Property source 'Config resource 'class path resource [application.properties]' via location 'optional:classpath:/'':
        Key: some.one
                Line: 1
                Replacement: some.two


Each configuration key has been temporarily mapped to its replacement for your convenience. To silence this warning, please update your configuration to use the new keys.

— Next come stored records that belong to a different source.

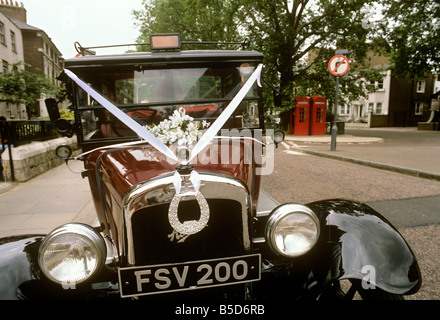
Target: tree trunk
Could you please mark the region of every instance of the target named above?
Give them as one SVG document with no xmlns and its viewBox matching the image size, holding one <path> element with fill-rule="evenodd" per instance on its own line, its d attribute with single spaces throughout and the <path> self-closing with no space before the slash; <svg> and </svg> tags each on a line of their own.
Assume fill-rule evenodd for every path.
<svg viewBox="0 0 440 320">
<path fill-rule="evenodd" d="M 286 48 L 287 49 L 287 48 Z M 290 50 L 283 50 L 283 54 L 280 56 L 280 89 L 281 99 L 283 105 L 291 105 L 292 102 L 292 88 L 294 81 L 293 67 L 294 61 Z"/>
</svg>

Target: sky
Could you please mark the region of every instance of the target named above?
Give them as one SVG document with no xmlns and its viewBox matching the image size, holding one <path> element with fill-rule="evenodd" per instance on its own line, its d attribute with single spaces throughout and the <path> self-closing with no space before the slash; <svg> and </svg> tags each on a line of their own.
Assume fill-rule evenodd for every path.
<svg viewBox="0 0 440 320">
<path fill-rule="evenodd" d="M 27 11 L 27 23 L 42 29 L 61 51 L 74 57 L 75 41 L 83 47 L 135 43 L 139 35 L 133 10 L 142 0 L 18 0 Z M 121 53 L 128 47 L 97 49 L 98 53 Z"/>
</svg>

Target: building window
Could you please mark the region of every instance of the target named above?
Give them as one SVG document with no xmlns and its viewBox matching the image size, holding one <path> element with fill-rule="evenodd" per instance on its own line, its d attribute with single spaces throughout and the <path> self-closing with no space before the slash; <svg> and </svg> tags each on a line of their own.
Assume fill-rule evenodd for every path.
<svg viewBox="0 0 440 320">
<path fill-rule="evenodd" d="M 9 72 L 9 63 L 8 63 L 8 61 L 6 61 L 6 60 L 3 60 L 2 61 L 2 70 L 3 70 L 3 73 L 8 73 Z"/>
<path fill-rule="evenodd" d="M 383 78 L 377 82 L 377 90 L 384 90 L 383 87 Z"/>
<path fill-rule="evenodd" d="M 416 110 L 414 114 L 416 116 L 423 115 L 423 102 L 416 102 Z"/>
<path fill-rule="evenodd" d="M 5 25 L 0 22 L 0 43 L 6 45 Z"/>
<path fill-rule="evenodd" d="M 425 92 L 425 80 L 417 81 L 417 92 L 424 93 Z"/>
<path fill-rule="evenodd" d="M 11 31 L 11 48 L 12 48 L 12 51 L 17 52 L 17 46 L 15 44 L 15 33 L 14 33 L 14 31 Z"/>
<path fill-rule="evenodd" d="M 376 114 L 382 114 L 382 102 L 376 103 Z"/>
<path fill-rule="evenodd" d="M 52 70 L 52 78 L 55 79 L 55 70 Z M 255 106 L 248 106 L 248 113 L 254 115 L 255 114 Z"/>
<path fill-rule="evenodd" d="M 348 115 L 350 114 L 350 106 L 348 104 L 343 104 L 340 106 L 339 114 Z"/>
</svg>

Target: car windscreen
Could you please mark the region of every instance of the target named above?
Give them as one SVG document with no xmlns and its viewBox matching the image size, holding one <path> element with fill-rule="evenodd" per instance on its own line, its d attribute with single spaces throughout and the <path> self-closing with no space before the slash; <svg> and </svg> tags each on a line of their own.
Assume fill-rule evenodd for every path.
<svg viewBox="0 0 440 320">
<path fill-rule="evenodd" d="M 77 75 L 143 126 L 157 125 L 175 110 L 212 123 L 249 79 L 256 65 L 228 64 L 148 70 L 84 69 Z M 259 127 L 257 85 L 249 90 L 225 128 Z M 85 140 L 134 133 L 78 88 Z"/>
</svg>

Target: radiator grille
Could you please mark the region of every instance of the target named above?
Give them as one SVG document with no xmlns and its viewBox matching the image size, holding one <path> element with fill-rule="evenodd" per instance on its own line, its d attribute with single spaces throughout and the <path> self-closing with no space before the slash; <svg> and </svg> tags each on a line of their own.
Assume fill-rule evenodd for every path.
<svg viewBox="0 0 440 320">
<path fill-rule="evenodd" d="M 248 233 L 242 206 L 235 200 L 207 199 L 208 225 L 186 239 L 177 239 L 168 221 L 169 204 L 136 211 L 132 216 L 134 260 L 136 265 L 173 263 L 236 256 L 245 253 L 243 236 Z M 200 217 L 197 201 L 181 201 L 181 222 Z M 180 242 L 179 242 L 180 241 Z"/>
</svg>

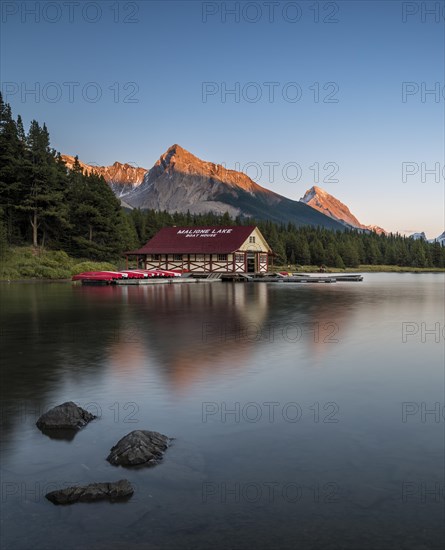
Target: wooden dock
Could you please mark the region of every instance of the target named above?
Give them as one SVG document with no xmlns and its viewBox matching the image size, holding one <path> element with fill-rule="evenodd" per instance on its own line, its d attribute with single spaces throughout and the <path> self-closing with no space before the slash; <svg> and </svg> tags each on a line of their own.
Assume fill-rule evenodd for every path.
<svg viewBox="0 0 445 550">
<path fill-rule="evenodd" d="M 250 280 L 255 283 L 337 283 L 337 282 L 360 282 L 363 281 L 363 275 L 349 274 L 349 275 L 323 275 L 323 276 L 311 276 L 311 275 L 288 275 L 288 276 L 276 276 L 266 275 L 264 277 L 250 277 Z"/>
<path fill-rule="evenodd" d="M 84 285 L 117 285 L 117 286 L 141 286 L 141 285 L 171 285 L 171 284 L 192 284 L 192 283 L 337 283 L 337 282 L 360 282 L 363 281 L 363 275 L 348 274 L 348 275 L 257 275 L 248 273 L 221 273 L 203 275 L 202 277 L 171 277 L 171 278 L 153 278 L 153 279 L 115 279 L 113 281 L 89 281 L 84 280 Z"/>
<path fill-rule="evenodd" d="M 220 283 L 221 279 L 205 279 L 195 277 L 172 277 L 166 279 L 118 279 L 115 284 L 117 286 L 128 285 L 176 285 L 176 284 L 192 284 L 192 283 Z"/>
</svg>

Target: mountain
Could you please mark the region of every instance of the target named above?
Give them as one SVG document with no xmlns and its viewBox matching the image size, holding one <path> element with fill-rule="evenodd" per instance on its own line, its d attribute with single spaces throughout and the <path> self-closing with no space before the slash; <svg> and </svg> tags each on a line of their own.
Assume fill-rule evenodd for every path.
<svg viewBox="0 0 445 550">
<path fill-rule="evenodd" d="M 439 235 L 438 237 L 436 237 L 435 239 L 432 239 L 431 242 L 438 242 L 440 243 L 442 246 L 445 246 L 445 231 Z"/>
<path fill-rule="evenodd" d="M 71 169 L 74 157 L 62 158 Z M 227 212 L 232 217 L 252 216 L 297 226 L 386 233 L 381 227 L 360 223 L 345 204 L 320 187 L 311 187 L 300 201 L 293 201 L 258 185 L 243 172 L 203 161 L 179 145 L 170 147 L 148 171 L 120 162 L 79 164 L 84 172 L 103 176 L 126 209 Z"/>
<path fill-rule="evenodd" d="M 365 231 L 374 231 L 379 235 L 381 233 L 386 233 L 384 229 L 377 225 L 363 225 L 360 223 L 345 204 L 327 193 L 321 187 L 311 187 L 306 191 L 300 201 L 346 226 L 352 226 Z"/>
<path fill-rule="evenodd" d="M 427 239 L 424 231 L 422 231 L 421 233 L 413 233 L 409 236 L 409 238 L 414 240 L 421 239 L 422 241 L 428 241 L 429 243 L 437 242 L 442 246 L 445 246 L 445 231 L 435 239 Z"/>
<path fill-rule="evenodd" d="M 205 162 L 179 145 L 170 147 L 125 201 L 141 209 L 225 213 L 275 222 L 344 230 L 345 225 L 310 206 L 269 191 L 246 174 Z"/>
<path fill-rule="evenodd" d="M 69 169 L 74 165 L 74 157 L 62 155 L 62 159 Z M 79 161 L 82 170 L 86 174 L 98 174 L 103 176 L 117 197 L 123 197 L 138 187 L 147 172 L 145 168 L 131 166 L 115 162 L 111 166 L 94 166 Z"/>
<path fill-rule="evenodd" d="M 383 229 L 383 227 L 380 227 L 378 225 L 365 225 L 366 229 L 369 229 L 369 231 L 374 231 L 374 233 L 377 233 L 377 235 L 387 235 L 388 231 Z"/>
<path fill-rule="evenodd" d="M 409 238 L 414 239 L 415 241 L 417 241 L 418 239 L 420 239 L 422 241 L 427 240 L 426 235 L 423 231 L 422 231 L 422 233 L 413 233 L 412 235 L 409 236 Z"/>
</svg>

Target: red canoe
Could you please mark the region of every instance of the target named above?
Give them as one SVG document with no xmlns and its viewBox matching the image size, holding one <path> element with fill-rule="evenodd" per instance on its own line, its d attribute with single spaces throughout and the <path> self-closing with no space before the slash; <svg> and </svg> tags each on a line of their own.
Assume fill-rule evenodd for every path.
<svg viewBox="0 0 445 550">
<path fill-rule="evenodd" d="M 153 269 L 157 273 L 164 273 L 164 277 L 180 277 L 181 273 L 175 269 Z"/>
<path fill-rule="evenodd" d="M 180 277 L 180 273 L 168 269 L 137 269 L 138 273 L 144 273 L 147 277 Z"/>
<path fill-rule="evenodd" d="M 123 275 L 127 275 L 128 279 L 146 279 L 146 276 L 144 275 L 144 273 L 141 273 L 139 271 L 128 270 L 128 271 L 121 271 L 121 273 Z"/>
<path fill-rule="evenodd" d="M 84 271 L 72 277 L 73 281 L 113 281 L 115 279 L 127 279 L 126 273 L 119 271 Z"/>
<path fill-rule="evenodd" d="M 134 273 L 140 273 L 141 275 L 143 275 L 145 277 L 145 279 L 148 279 L 150 277 L 154 277 L 154 274 L 151 271 L 149 271 L 148 269 L 135 269 Z"/>
<path fill-rule="evenodd" d="M 84 271 L 72 277 L 73 281 L 113 282 L 116 279 L 148 279 L 180 277 L 181 273 L 168 269 L 128 269 L 124 271 Z"/>
</svg>

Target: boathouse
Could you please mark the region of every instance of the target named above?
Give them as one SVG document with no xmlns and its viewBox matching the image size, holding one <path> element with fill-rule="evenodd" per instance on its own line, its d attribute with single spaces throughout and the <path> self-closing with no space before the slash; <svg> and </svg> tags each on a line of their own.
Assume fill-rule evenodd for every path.
<svg viewBox="0 0 445 550">
<path fill-rule="evenodd" d="M 192 273 L 266 273 L 273 256 L 255 226 L 165 227 L 139 250 L 144 269 L 181 269 Z"/>
</svg>

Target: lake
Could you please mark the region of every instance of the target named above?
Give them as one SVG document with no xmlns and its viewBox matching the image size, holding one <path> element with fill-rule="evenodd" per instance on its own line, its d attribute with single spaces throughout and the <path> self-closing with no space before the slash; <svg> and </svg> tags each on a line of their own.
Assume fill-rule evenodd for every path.
<svg viewBox="0 0 445 550">
<path fill-rule="evenodd" d="M 2 549 L 444 547 L 443 274 L 0 294 Z M 43 435 L 69 400 L 99 418 Z M 174 438 L 160 465 L 105 460 L 135 429 Z"/>
</svg>

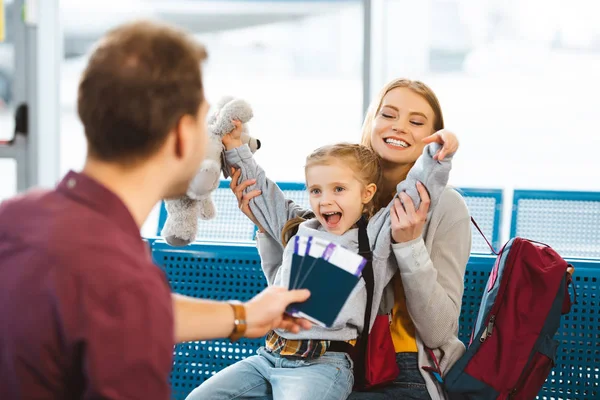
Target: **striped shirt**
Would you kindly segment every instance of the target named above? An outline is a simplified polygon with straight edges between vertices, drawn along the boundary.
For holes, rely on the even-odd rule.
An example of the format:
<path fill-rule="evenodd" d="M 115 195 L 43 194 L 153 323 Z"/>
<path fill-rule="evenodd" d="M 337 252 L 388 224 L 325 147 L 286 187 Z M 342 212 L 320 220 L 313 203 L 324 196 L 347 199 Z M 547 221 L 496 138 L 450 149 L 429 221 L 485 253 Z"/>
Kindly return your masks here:
<path fill-rule="evenodd" d="M 275 331 L 269 332 L 265 347 L 272 353 L 286 357 L 316 358 L 321 357 L 329 347 L 329 340 L 286 339 Z"/>
<path fill-rule="evenodd" d="M 356 339 L 347 342 L 354 346 Z M 317 358 L 325 354 L 330 344 L 330 340 L 286 339 L 271 331 L 267 335 L 265 348 L 285 357 Z"/>

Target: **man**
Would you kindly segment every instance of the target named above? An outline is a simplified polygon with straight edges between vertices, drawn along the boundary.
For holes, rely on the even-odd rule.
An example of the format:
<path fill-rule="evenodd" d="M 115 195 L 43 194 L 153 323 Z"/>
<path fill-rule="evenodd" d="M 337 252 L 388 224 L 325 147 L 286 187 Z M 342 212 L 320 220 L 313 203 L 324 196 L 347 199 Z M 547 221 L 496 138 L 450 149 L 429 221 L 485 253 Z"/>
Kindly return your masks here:
<path fill-rule="evenodd" d="M 140 238 L 203 158 L 205 56 L 156 23 L 109 32 L 79 85 L 83 171 L 0 205 L 0 399 L 166 400 L 175 341 L 310 327 L 282 317 L 306 291 L 243 306 L 171 295 Z"/>

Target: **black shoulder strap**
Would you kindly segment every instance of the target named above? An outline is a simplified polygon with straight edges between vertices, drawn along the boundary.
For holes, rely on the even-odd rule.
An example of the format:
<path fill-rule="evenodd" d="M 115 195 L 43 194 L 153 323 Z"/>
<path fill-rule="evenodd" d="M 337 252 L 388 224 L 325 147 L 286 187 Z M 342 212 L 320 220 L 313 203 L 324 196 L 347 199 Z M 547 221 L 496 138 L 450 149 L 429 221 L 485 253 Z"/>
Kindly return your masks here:
<path fill-rule="evenodd" d="M 364 366 L 365 358 L 367 353 L 367 342 L 369 337 L 369 325 L 371 322 L 371 309 L 373 308 L 373 253 L 371 252 L 371 245 L 369 243 L 369 236 L 367 234 L 367 220 L 362 217 L 358 223 L 358 254 L 363 256 L 367 260 L 367 264 L 362 270 L 362 277 L 366 283 L 367 289 L 367 305 L 365 308 L 365 319 L 363 324 L 363 330 L 358 338 L 357 351 L 355 354 L 354 367 L 355 374 L 354 378 L 357 383 L 364 380 Z"/>
<path fill-rule="evenodd" d="M 485 240 L 485 242 L 487 243 L 487 245 L 490 248 L 490 250 L 492 251 L 492 253 L 494 253 L 495 255 L 499 255 L 498 252 L 494 249 L 494 246 L 492 246 L 492 244 L 488 240 L 488 238 L 483 234 L 483 231 L 481 230 L 481 228 L 479 228 L 479 225 L 477 225 L 477 222 L 475 222 L 475 219 L 473 217 L 471 217 L 471 222 L 473 223 L 473 225 L 475 225 L 475 228 L 477 228 L 477 230 L 483 237 L 483 240 Z"/>

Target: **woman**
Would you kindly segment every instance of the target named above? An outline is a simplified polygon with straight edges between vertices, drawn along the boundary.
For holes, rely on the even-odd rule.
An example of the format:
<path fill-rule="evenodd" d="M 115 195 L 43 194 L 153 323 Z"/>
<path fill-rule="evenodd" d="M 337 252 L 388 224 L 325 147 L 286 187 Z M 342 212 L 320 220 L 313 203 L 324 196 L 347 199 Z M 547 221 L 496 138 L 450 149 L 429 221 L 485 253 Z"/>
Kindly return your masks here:
<path fill-rule="evenodd" d="M 435 140 L 443 143 L 445 137 L 452 136 L 443 129 L 439 101 L 425 84 L 400 79 L 383 87 L 369 108 L 362 132 L 362 143 L 370 146 L 383 163 L 383 185 L 376 209 L 385 207 L 395 196 L 398 182 L 406 178 L 421 155 L 425 138 L 434 134 Z M 447 151 L 443 148 L 438 157 L 443 158 Z M 258 225 L 249 200 L 261 193 L 244 193 L 254 182 L 238 184 L 239 176 L 236 171 L 231 188 L 240 209 Z M 389 211 L 393 239 L 390 257 L 398 269 L 385 290 L 380 310 L 391 310 L 390 329 L 400 375 L 391 385 L 352 393 L 350 399 L 444 398 L 431 369 L 438 369 L 443 377 L 464 353 L 457 335 L 464 273 L 471 251 L 469 212 L 462 197 L 447 188 L 428 215 L 429 197 L 423 190 L 419 193 L 418 210 L 408 196 L 401 194 L 405 207 L 396 200 Z M 297 212 L 302 214 L 304 210 L 298 207 Z M 266 236 L 259 234 L 259 246 L 276 248 L 260 244 L 276 240 Z"/>

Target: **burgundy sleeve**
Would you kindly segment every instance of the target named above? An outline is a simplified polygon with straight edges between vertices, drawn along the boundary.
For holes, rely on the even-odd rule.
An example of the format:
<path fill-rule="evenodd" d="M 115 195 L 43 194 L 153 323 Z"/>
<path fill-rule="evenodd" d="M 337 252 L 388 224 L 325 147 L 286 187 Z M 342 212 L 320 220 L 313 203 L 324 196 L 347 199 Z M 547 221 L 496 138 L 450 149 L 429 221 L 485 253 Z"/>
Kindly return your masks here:
<path fill-rule="evenodd" d="M 144 281 L 86 299 L 84 398 L 168 400 L 174 345 L 168 288 Z"/>

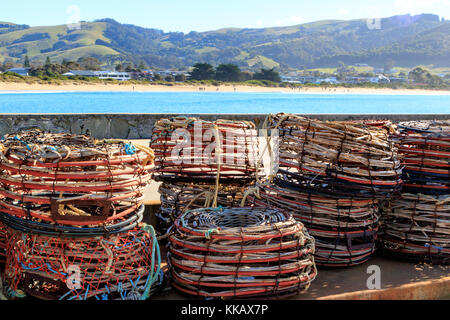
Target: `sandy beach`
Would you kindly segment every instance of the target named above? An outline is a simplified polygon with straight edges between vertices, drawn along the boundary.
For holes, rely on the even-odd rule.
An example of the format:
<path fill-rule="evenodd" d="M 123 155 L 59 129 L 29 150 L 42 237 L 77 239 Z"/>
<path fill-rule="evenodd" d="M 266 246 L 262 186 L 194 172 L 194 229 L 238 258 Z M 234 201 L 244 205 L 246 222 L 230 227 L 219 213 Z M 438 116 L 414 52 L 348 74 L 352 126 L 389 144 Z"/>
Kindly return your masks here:
<path fill-rule="evenodd" d="M 145 85 L 145 84 L 98 84 L 98 83 L 64 83 L 56 84 L 27 84 L 14 82 L 0 82 L 0 92 L 280 92 L 280 93 L 320 93 L 320 94 L 409 94 L 409 95 L 450 95 L 450 91 L 421 90 L 421 89 L 374 89 L 374 88 L 269 88 L 245 85 L 221 86 L 193 86 L 185 84 Z"/>

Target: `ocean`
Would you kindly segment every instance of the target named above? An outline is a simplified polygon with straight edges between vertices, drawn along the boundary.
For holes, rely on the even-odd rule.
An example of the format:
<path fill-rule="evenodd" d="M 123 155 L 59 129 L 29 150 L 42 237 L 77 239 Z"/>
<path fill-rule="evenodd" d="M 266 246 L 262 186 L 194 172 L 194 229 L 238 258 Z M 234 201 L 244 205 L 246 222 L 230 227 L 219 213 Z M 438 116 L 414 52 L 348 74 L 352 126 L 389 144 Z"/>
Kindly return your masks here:
<path fill-rule="evenodd" d="M 449 95 L 3 92 L 0 113 L 448 114 Z"/>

Can you please provide a minimal example that shows the property with invalid characters causing a failure?

Comment From: larsgrefer

Thanks for looking into this.

Running ./gradlew app:bootRun on https://github.com/larsgrefer/spring-boot-32729 should reproduce the issue.

Comment From: wilkinsona

Thanks, @larsgrefer. I've reproduced the problem now.

Comment From: wilkinsona

I don't think we can address this by failing compile time as it may result in compilation failures for things that are currently harmless. Without the properties migrator on the classpath, everything works nice with the IDE reporting that old.serverSSLPort has been deprecated and that new.server-ssl-port is its replacement. It's also possible to retrieve old.serverSSLPort from the environment using old.serverSSLPort or old.server-ssl-port. We could perhaps issue a warning at compile time that old.serverSSLPort isn't in the canonical form. I think we should also look at updating the properties migrator so that it doesn't cause a failure.

Comment From: wilkinsona

Possible change to the properties migrator that I'd like to discuss with @snicoll.

Comment From: larsgrefer

Allowing the properties migrator to work with non-canonical property keys would be Ideal.

This way it's easier to provide migration metadata for older (before spring boot) properties.

Comment From: snicoll

That change looks good @wilkinsona, thanks!